との結果が出たという。検査を受けなかった人(それぞれのグループが102人・104人だったのに対し2年後に検査を受けたのが74人・91人だったのは、検査を受けない人もいたため)も含めて推計すると、魚食などの和食でポリープが2~3割減らせたとの結論が出た。

その他、発生したポリープの検査を行ったところ「一般的指導の方が悪性度が高く、がんに進展しつつあるポリープの割合が高かった」との結果も出ている。ただし1年後の段階ではポリープの割合に差がなかった。

大腸がんの主要因はポリープの進展。そのため教授らは「適度な運動と食事改善で、大腸がんを半減できるのではないか」と推測しているという。

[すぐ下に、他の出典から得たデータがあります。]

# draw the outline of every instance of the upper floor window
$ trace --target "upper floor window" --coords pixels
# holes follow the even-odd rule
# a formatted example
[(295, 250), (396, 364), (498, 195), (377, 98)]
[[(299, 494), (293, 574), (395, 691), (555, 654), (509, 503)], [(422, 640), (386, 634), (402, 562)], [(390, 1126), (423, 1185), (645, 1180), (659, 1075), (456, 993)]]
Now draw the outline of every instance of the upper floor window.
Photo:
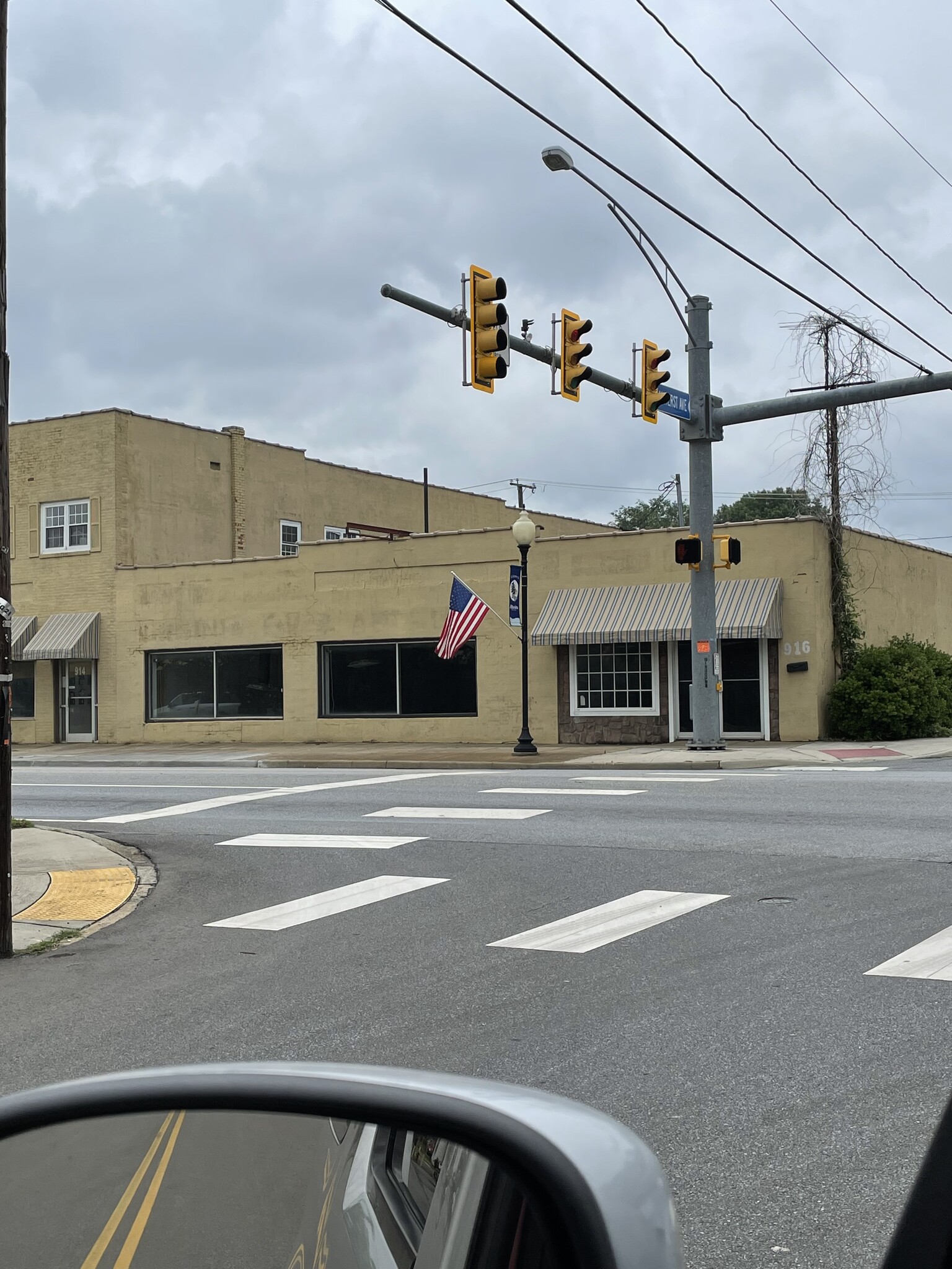
[(43, 555), (63, 551), (89, 551), (89, 499), (71, 503), (43, 503), (39, 508)]
[(301, 522), (300, 520), (282, 520), (281, 522), (281, 553), (282, 555), (297, 555), (297, 548), (301, 544)]

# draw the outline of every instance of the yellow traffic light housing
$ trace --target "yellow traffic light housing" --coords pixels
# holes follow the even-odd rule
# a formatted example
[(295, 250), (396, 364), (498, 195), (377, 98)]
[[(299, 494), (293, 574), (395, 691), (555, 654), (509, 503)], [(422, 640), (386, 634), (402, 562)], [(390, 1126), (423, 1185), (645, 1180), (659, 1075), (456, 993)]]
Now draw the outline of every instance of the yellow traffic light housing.
[(472, 386), (491, 392), (496, 379), (508, 369), (509, 335), (504, 330), (509, 315), (505, 305), (505, 282), (487, 269), (470, 265), (470, 367)]
[(670, 349), (659, 348), (650, 339), (641, 343), (641, 418), (646, 423), (658, 423), (658, 407), (671, 400), (670, 392), (658, 391), (671, 377), (660, 369), (670, 355)]
[(592, 352), (592, 344), (583, 344), (581, 338), (590, 330), (590, 321), (562, 308), (561, 388), (566, 401), (578, 401), (579, 387), (592, 378), (592, 367), (581, 365), (583, 357)]
[(674, 539), (675, 563), (685, 563), (694, 572), (699, 572), (702, 555), (701, 538), (697, 533), (692, 533), (689, 538)]
[(715, 569), (730, 569), (732, 563), (740, 563), (740, 538), (731, 538), (726, 533), (715, 533), (715, 542), (717, 543), (717, 555), (720, 563), (715, 563)]

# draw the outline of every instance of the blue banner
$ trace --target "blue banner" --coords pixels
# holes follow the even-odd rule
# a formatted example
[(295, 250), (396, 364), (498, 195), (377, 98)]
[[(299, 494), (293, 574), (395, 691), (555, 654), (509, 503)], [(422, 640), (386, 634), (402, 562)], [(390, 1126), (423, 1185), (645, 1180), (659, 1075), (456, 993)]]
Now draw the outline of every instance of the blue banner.
[(509, 565), (509, 624), (522, 626), (519, 599), (522, 591), (522, 565)]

研究論文が公開されていないので精査はできないが、年単位での検査が必要なことや同時期に大腸ポリープを発していた人を一定数集めねばならない条件の難しさという問題はあれ、一度きりで比較的少数による統計データであり、いきなり結論に到達するには少々あやふやなものがある。あくまでも「推論」の域を出るものではない。

とはいえ、【大腸がん(GarbageYuken.com)】にもあるように、大腸がんの大きな要因は食生活によるものが大きいという説はすでに医学会では定説となっている。いわく、「食生活の急速な欧米化、特に動物性脂肪、たんぱく質の過度の摂取が大腸をびっくりさせ、それが大腸がんの原因になっているのではないかという説が濃厚です。最近になって大腸がんの発生率が増加しているのも、食生活の変化と連動しているからこそ」である。

今回の検証は、「食生活の欧米化」、特に「肉食化・油分摂取量の増加」が大腸がんのリスクに大きな影響を与える可能性が高いというこれまでの推論の確証度を高めるものとなったことだけは間違いない。その意味では非常に有意義なものだし、今後さらなる検証に期待がかかるといえよう。